Classifying the African Experience
We found a broad diversity of experience, leading us to classify the 16 countries into four groups:
Relatively rapid economic growth and corresponding poverty reduction.
Relatively rapid economic growth but limited poverty reduction.
Uninspiring or negative economic growth and corresponding stagnation or increases in poverty.
Low information countries.
Our focus here is on the countries categorised within the first two groups and the role of agriculture. The first group comprised Ethiopia, Ghana, Malawi, Rwanda and Uganda. The second group consisted of Burkina Faso, Mozambique, Nigeria, Tanzania and Zambia. These two groups highlight the fundamental role agriculture plays in achieving broad-based economic growth and welfare gains.
We found that in the first group an extended period of broad-based, and sometimes rapid, agricultural growth had been a substantial driver of growth and poverty reduction.
Ethiopia is particularly interesting.

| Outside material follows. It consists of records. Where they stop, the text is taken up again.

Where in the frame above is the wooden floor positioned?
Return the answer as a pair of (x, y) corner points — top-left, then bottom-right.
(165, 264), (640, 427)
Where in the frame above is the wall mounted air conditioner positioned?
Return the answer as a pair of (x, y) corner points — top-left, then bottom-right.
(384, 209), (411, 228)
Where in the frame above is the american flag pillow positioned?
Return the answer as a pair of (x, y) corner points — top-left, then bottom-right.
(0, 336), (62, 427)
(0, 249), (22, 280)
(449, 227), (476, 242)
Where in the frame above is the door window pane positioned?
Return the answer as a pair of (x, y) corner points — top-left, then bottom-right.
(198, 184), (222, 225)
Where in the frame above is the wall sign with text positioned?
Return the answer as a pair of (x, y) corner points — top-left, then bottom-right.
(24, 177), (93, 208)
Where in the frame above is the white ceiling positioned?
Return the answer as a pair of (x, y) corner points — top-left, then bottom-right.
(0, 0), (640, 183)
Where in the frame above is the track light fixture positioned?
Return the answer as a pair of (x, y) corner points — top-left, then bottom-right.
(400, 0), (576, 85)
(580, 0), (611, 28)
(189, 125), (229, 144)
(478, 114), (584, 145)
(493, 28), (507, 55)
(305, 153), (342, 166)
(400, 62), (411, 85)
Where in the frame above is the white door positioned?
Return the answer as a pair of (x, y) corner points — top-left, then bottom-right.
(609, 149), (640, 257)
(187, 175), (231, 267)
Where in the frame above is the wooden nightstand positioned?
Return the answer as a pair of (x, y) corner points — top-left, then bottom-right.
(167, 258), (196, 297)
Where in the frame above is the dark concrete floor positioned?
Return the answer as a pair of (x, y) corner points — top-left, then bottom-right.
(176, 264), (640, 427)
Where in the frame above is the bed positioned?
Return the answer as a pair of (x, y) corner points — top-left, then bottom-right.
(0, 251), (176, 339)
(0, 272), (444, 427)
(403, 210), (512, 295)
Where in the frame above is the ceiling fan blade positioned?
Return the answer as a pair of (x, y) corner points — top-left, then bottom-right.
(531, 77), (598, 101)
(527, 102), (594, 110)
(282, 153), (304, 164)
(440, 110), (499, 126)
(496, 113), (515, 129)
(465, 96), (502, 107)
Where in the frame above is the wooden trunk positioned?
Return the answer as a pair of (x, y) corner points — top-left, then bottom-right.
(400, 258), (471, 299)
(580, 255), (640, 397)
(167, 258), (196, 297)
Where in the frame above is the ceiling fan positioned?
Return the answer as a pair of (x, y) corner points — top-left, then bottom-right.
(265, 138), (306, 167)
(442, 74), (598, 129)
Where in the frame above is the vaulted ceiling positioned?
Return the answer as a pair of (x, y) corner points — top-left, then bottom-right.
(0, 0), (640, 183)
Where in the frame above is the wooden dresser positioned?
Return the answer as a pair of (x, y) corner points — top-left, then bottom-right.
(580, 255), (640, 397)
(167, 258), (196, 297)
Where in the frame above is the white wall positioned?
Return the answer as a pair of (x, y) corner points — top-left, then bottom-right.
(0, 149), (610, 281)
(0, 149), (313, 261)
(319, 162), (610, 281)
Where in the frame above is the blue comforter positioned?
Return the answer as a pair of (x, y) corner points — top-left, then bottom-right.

It has explicitly pursued agricultural development-led industrialisation. The Ethiopia case chapter documents very strong efforts by the government to stimulate agriculture. One example of this commitment is the number of agricultural extension agents whose job is to hasten adoption of improved technologies and farming practices, mainly among smallholders. There were about 45,000 agents in 2010, compared with about 15,000 in 2000. This is one of the highest ratios of extension agents to farmers in the world.
Ethiopia has also invested heavily in infrastructure, like roads and communications. This has resulted in an impressive increase in spatial connectivity. The length of roads more than doubled from 1993 to 2008, from an estimated 19,000km to 44,300km. Between 2000 and 2010 this reduced travel times between spread-out wholesale markets and the Addis Ababa wholesale market by 20% on average.
These and other efforts appear to be yielding fruit in terms of human welfare. Comparing data from the mid-1990s with the most recent array of indicators points to broad-based improvements.
The following indicators have all improved, often substantially:
infant mortality rates;
stunting rates for children under five years old;
primary school enrolments; and
access to electricity, safe water and sanitation facilities.
Headline monetary poverty rates – defined as those consuming below a basic needs poverty line – roughly halved, from about 50% of the population in 2000 to about 25% in 2011.
Ethiopia remains a poor country by almost any measure and much remains to be accomplished. Yet real and often rapid gains have been registered in recent decades.
The countries in the second group – those with relatively rapid growth and limited poverty reduction – provide an interesting counterpoint. Solid evidence of sustained and substantial growth in agriculture, particularly smallholder agriculture, does not present itself in any of them.
In these cases, the substantial potential of agricultural production is broadly recognised and often accompanied by lots of policy rhetoric. In the cases of Burkina Faso, Mozambique, Nigeria and Tanzania, weak agricultural productivity growth is identified as an underlying factor to the relative stagnation of monetary poverty rates.
These results highlight the importance of agricultural growth. More specifically, they emphasise productivity growth within smallholder agriculture. Agricultural productivity growth remains a powerful lever for achieving poverty reduction. This applies especially where large parts of the population are mired in low productivity subsistence agriculture.
Exhortation to improve agricultural performance is not new. And historical experience indicates it is possible to waste substantial resources on poorly designed agricultural interventions. Even where there is relatively clear success, as in Ethiopia, it is difficult to know which sets of interventions contributed most. Plus, policies that work in one location may not yield the same results in a different place. Finally, agricultural development is certainly not the only element of a coherent development strategy.
Prolonged and rapid growth in the sector, driven by increases in productivity, should be seen as critical to the industrialisation aspirations of the sub-continent.